This week’s migration forecast highlights favorable conditions for migrant arrivals in the Gulf Coast region and unfavorable conditions for migrants to advance into much of the West, Great Plains and Upper Midwest and Northeast because of late winter-early spring storms moving east during the forecast period.
Several storms systems will keep migrants grounded in many areas, although light migration will occur sparsely across some areas with favorable conditions.
Scattered light migration may occur over portions of the West during the weekend, but conditions are largely unfavorable for more extensive movements. With storm systems passing from the Pacific Northwest eastward across the Northern Rockies, any movements will likely be farther to the south in California and the Desert Southwest. Tuesday and Wednesday will likely see the most widespread light movements, followed by another shut down as low pressure once again moves across the region into the Rockies. Thursday night, 21 March, may see localized light to moderate movements in portions of the southern Rockies as the low passes the Four Corners region.
Cold air and a strong late winter-early spring storm shut down some movements, but southerly flow, particularly later in the period, bring more spring arrivals in more widespread light and moderate nocturnal movements and some diurnal movements.

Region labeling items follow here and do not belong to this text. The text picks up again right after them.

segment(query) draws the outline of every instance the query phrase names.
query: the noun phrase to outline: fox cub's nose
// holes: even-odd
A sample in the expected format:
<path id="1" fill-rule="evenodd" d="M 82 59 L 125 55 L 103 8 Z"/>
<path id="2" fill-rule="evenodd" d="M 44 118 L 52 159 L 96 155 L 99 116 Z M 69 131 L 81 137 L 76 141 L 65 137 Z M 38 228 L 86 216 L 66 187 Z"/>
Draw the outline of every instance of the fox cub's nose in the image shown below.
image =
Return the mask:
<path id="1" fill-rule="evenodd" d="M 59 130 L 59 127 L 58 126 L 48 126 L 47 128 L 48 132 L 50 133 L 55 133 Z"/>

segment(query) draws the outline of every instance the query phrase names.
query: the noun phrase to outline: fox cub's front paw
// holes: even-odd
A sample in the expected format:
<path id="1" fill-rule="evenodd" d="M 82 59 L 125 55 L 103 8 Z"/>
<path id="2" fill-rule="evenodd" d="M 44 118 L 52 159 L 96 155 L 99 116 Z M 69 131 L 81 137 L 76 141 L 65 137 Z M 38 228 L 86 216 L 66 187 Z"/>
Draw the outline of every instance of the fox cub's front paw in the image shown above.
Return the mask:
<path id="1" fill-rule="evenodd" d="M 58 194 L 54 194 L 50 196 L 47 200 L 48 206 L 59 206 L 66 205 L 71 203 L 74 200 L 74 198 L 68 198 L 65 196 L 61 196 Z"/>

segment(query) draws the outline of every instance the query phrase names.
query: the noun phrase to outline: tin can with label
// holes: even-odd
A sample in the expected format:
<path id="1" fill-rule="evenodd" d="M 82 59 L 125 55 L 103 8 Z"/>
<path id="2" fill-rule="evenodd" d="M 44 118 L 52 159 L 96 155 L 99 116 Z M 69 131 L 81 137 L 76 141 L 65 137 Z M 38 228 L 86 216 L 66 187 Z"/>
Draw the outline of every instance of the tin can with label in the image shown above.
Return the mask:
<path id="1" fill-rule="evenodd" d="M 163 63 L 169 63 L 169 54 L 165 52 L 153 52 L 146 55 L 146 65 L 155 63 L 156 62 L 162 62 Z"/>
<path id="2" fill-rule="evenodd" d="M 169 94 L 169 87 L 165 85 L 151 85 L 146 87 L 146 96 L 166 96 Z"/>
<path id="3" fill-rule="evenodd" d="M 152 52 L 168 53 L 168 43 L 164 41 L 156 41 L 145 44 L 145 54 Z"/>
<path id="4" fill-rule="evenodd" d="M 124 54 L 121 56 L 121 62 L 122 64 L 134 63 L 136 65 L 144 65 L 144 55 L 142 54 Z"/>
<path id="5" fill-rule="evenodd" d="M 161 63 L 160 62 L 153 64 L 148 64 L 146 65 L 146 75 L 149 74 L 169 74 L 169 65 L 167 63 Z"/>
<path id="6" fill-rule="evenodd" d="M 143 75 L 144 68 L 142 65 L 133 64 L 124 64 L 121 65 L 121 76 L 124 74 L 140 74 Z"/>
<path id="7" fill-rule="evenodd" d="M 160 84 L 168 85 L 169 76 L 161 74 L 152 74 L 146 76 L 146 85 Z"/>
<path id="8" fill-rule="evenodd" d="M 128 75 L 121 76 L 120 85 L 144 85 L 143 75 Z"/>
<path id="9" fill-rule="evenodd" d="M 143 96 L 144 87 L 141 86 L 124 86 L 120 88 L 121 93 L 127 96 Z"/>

The region is divided to begin the weekend with light to moderate migration occurring in the southern Plains and little movement farther north. Sunday night should see more widespread light to moderate movements as a low pressure center moves across the Dakotas, spawning favorable conditions for waterfowl, early shorebirds, and early passerines to migrate. Although this fast moving storm system shuts down movements across the region, its effects are ephemeral as southerly flow returns by Wednesday and Thursday, spawning more light and moderate movements from the Gulf coast to the Canadian border. Skywatchers should plan to watch for diurnal movements of raptors, waterbirds, and some passerines on Wednesday and Thursday.
Upper Midwest and Northeast
Primarily unfavorable conditions with inhibit most movements, although a pulse of migration will likely occur early in the week as a strong low advances to the region.
Unfavorable conditions will keep migration mostly light and scattered through the weekend, as primarily northerly and westerly flow prevails. By the beginning of the week, however, things change – strong southerly flow in advance of a storm system moving out of the northern Plains should facilitate good diurnal movements across the Upper Midwest on Monday and light to locally moderate nocturnal movements on Monday night. As the storm system passes, migration shuts down across most of the region through the remainder of the period, with the possible exception of the Upper Mississippi River valley and western Great Lakes.
Gulf Coast and Southeast
Generally southerly flow brings several waves of new migrants, though an early week storm system briefly shuts down movements.
As high pressure moves East across the Florida peninsula, increasingly favorable conditions spread over the Gulf of Mexico for trans-Gulf migration to occur. New arrivals of earlier waterbirds and songbirds should be apparent later in the weekend and through much of the forecast period. Precipitation is forecast to reach the Gulf Coast on several days, particularly early in the week. Birders in the eastern Gulf states should watch this carefully – although it is still early in the season, fallouts of early trans-Gulf migrants could occur in typical coastal hotspots of Alabama and the Florida Panhandle. Light and moderate migration prevails through the weekend and early week in many areas, but the low pressure system passing north of the region shuts down flights by midweek. As high pressure builds behind this system and moves east, favorable southerly flow spawns more light and moderate movements, particularly to the West of the Mississippi, to end the period.